Renata menjejak paving block dengan penuh percaya diri. Ketukan sepatu hak tingginya menyuara. Langkah wanita itu kian lebar mendekat, membuat Wirya kian dalam mengulum senyum liciknya.

Renata membawa jemarinya ke depan kaca jendela mobil Wirya, lalu mengetuknya dengan irama pelan. Wirya menekan tombol, masih sambil mengulum senyumnya.

"Inspektur Wirya," sapa wanita itu begitu kaca diturunkan sepenuhnya.

"Renata,” Wirya balas menyapa sambil mengulas senyum tipis. Renata memang bukan tipe wanita yang akan menyerah begitu saja. Wirya sudah menduga hal ini.

"Apa kau datang untuk menggali soal kasus mutilasi itu lagi?" tanyanya tanpa perlu berbasa-basi.
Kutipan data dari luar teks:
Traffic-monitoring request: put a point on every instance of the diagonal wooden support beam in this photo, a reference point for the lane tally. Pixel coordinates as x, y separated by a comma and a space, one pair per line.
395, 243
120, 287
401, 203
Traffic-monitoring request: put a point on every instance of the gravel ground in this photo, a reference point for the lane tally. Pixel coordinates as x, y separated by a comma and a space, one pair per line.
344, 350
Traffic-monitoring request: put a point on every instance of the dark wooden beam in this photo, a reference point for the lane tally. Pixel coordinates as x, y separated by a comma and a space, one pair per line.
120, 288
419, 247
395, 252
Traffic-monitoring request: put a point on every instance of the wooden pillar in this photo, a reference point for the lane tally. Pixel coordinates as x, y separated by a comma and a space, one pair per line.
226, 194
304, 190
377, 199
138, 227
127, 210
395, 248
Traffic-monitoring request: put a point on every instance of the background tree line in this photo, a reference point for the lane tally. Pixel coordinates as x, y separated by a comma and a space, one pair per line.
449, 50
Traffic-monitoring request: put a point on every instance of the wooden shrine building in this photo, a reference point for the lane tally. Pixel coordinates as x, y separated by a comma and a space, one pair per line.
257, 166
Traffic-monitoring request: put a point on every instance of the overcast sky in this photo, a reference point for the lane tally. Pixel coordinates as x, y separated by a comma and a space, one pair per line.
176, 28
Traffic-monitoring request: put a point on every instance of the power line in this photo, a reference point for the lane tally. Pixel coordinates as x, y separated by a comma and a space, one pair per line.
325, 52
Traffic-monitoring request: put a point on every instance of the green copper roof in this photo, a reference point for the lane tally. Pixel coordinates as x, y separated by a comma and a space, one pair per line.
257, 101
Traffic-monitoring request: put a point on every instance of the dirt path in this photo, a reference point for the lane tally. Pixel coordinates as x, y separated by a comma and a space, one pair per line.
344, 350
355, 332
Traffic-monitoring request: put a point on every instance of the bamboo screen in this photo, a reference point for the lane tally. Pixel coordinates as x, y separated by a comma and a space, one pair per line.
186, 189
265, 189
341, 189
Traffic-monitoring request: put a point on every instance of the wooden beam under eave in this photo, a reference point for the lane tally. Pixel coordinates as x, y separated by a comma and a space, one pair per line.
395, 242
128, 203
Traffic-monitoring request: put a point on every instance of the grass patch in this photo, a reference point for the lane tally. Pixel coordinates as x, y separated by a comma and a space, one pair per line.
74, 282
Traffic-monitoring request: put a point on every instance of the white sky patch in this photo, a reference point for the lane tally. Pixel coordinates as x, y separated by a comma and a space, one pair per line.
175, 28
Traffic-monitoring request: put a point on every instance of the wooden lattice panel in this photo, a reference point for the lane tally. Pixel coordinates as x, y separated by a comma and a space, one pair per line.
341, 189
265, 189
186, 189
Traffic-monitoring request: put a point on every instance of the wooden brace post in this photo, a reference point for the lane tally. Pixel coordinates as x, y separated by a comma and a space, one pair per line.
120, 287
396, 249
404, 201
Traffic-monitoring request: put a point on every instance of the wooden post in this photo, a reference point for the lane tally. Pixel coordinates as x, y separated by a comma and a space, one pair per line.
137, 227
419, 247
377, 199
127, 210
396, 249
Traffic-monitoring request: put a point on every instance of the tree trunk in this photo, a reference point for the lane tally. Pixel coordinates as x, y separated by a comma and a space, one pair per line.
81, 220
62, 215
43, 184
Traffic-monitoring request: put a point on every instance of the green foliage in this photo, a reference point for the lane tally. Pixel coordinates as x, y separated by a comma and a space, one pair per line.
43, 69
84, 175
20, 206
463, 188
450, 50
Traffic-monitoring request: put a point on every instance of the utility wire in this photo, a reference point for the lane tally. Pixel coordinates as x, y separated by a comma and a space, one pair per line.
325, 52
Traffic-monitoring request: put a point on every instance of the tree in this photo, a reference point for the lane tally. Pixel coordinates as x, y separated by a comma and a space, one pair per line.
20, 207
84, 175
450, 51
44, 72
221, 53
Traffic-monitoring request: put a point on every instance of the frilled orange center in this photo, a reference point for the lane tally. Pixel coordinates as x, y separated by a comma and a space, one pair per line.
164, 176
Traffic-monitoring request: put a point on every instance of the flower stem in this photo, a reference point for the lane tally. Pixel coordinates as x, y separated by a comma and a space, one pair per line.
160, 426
Wirya keluar dari dalam mobil, lalu menutup pintu dengan bantingan. "Sudah kubilang aku tidak tahu apa-apa. Saat itu aku ditempatkan di divisi lalu lintas."

"Sedikit saja. Apa benar kau tidak tahu apa-apa? Bukankah kau yang paling lama bekerja sama dengan Komandan Abraham?"

"Apa sebenarnya maksudmu?" geram Wirya sembari mencuramkan kedua alis. Wanita ini terus saja berusaha memojokkannya.

Renata mengacungkan kedua tangan di depan dada, sebagai isyarat agar Wirya bersedia menenangkan diri dan mendengarkan ucapannya. "Baru-baru ini terjadi kasus serupa di Padang Ilalang. Dan kudengar AF adalah tersangka utama dalam kasus itu."

"Dari mana kau tahu? Aku pikir kami belum merilis berita apapun soal kasus itu," tukas Wirya. Dia bersedekap seraya menatap wajah pias Renata lekat-lekat.

"Oh, mungkin benar apa kata orang," senyumnya mengejek. "Hidung para awak media itu ... sepertinya memang lebih tajam dari anjing K-9.”

Wirya menyindir secara terang-terangan. Dia tak terlihat gentar sedikitpun. Dipapasnya jarak antara dirinya dengan Renata hingga wajah mereka saling bertapapan dalam jarak yang begitu dekat. Kemudian, Wirya menyerang Renata secara telak dengan memberinya sebuah cengiran.

“Atau mungkin,” katanya lagi. “kau tahu soal kasus ini dari ayahmu?"